Antes de la noche, localizó la aldea zapoteca más cercana, Atetulka, y, como la había observado una y otra vez con el TruSite II, reconoció qué día era a partir de lo que veía hacer a la gente. No había habido ningún error de importancia en el campo temporal, por lo menos en lo referido a la fecha. Había llegado cuando debía y tenía la opción de darse a conocer por la mañana.
Dio un respingo ante la idea de lo que tendría que hacer para prepararse y luego regresó a su escondite. Esperó al jaguar que había observado tantísimas veces, lo derribó con un dardo tranquilizante, luego lo mató y lo despellejó para poder llegar a Atetulka vestido con su piel. No pondrían fácilmente la mano encima de un Hombre Jaguar, sobre todo cuando se identificara con un rey maya del inescrutable inframundo de Xibalba. Los días de la grandeza maya se habían perdido ya en el pasado, pero eran bien recordados de todas formas. Los zapotecas vivían perpetuamente a la sombra de la gran civilización maya de siglos atrás. Los Intervencionistas se habían presentado ante Colón vestidos a la imagen del Dios en el que creía; Hunahpu haría lo mismo. La diferencia era que tendría que vivir con la gente a la que iba a engañar y seguir manipulándola con éxito durante el resto de su vida. Todo esto pareció una idea magnífica en su momento.

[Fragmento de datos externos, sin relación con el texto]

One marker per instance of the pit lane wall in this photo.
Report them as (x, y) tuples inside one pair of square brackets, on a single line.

Cristóforo no dejó que ninguna de las naos se acercara a tierra hasta el amanecer. Era una costa desconocida y, aunque estaban impacientes por poner de nuevo pie en tierra firme, no tenía sentido arriesgarse a perder un barco cuando podría haber arrecifes o rocas.
La llegada del día demostró que tenía razón. Los bajíos eran peligrosos y sólo gracias a su destreza consiguió Colón guiarlos a la costa. «A ver quién dice ahora que no soy marino —pensó Cristóforo—. ¿Podría haberlo hecho Pinzón mejor que yo?»